Direct infusion ESI-FT-ICR data sets were processed as follows using Bruker Daltonics (Bremen, Germany) Data Analysis 4.0 software. Software was instructed to find all peaks with a signal-to-noise ratio > 3 to produce a peak list. Next, the peak list was subjected to the deconvolution process such that isotopic envelopes were determined, and each individual ionic species was then grouped as part of the given isotopic cluster. A threshold of 0.1% peak area relative to the most intense peak (m/z 1073.506 in each cultivar list, corresponding to ion C67H94NaN4O6) was used. The peak list was reduced to the monoisotopic isotope of each isotopic cluster, and this was the m/z value used in compiling lists for each cultivar.
After compilation of the m/z list for each cultivar, it was first passed through the SoyCyc database of metabolites (https://soycyc.soybase.org/); matches of either protonated, sodiated, or potassiated ions to the known metabolites within 3 ppm mass error was considered a confirmation of the ionic formula. Each list was then filtered through HMDB to discover matches to either protonated, sodiated, or potassiated ions in the database. For endogenous compounds, the 3 ppm mass error was again used to constitute a match. For non-natural compounds, however, a stricter limit of 1 ppm was used to constitute a match between the database and the m/z list. To further annotate the m/z with ionic formulas, each list was converted to the corresponding Kendrick mass and KMD calculated for each ion; ions were then sorted by KMD and plotted as nominal Kendrick mass vs. KMD to assist in identification of ionic formulas to those m/z which did not yet have one. Final lists of ionic formulas from each cultivar were then recorded and compared.

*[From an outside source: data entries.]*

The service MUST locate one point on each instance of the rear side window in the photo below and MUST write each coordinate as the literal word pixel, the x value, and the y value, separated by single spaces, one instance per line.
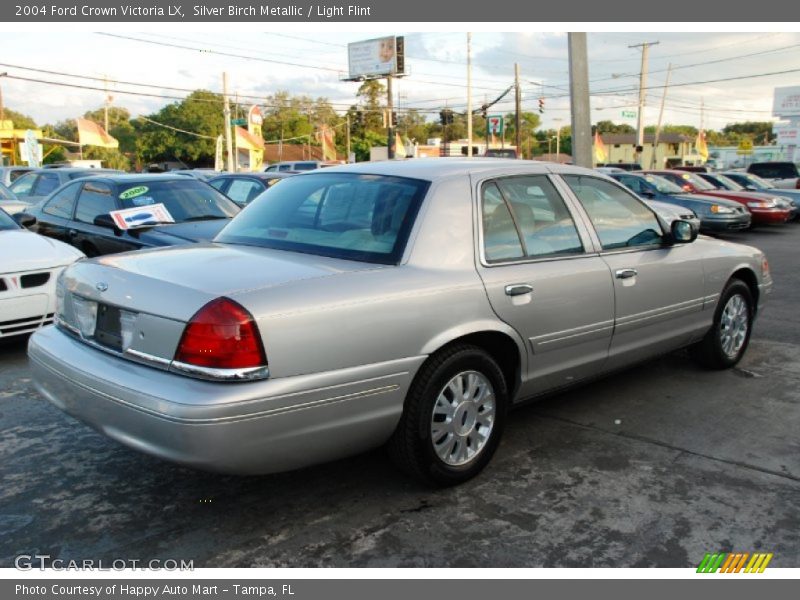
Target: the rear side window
pixel 95 199
pixel 46 184
pixel 526 217
pixel 774 170
pixel 62 203
pixel 620 219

For those m/z values which matched entries in the SoyCyc database, an examination of the metabolic pathways involved was also performed to obtain context on how the cultivars might respond to drought at a molecular level. Note: the absence of an annotated peak in the list does not mean that metabolite is not present; rather, the metabolite is not detected with an abundance greater than 0.1% within the restrictive mass accuracy window employed. Metabolites from each cultivar identified in SoyCyc were the inputs into the Pathway Covering tool (https://pmn.plantcyc.org/cmpd-pwy-coverage.shtml) using a constant cost function; the tool then computed a minimal-cost set of metabolic pathways for Glycine max from each cultivar’s data set. For this analysis, Pathway Tools version 26.0 [42] was used employing data identified within the SoyCyc 10.0.2 database.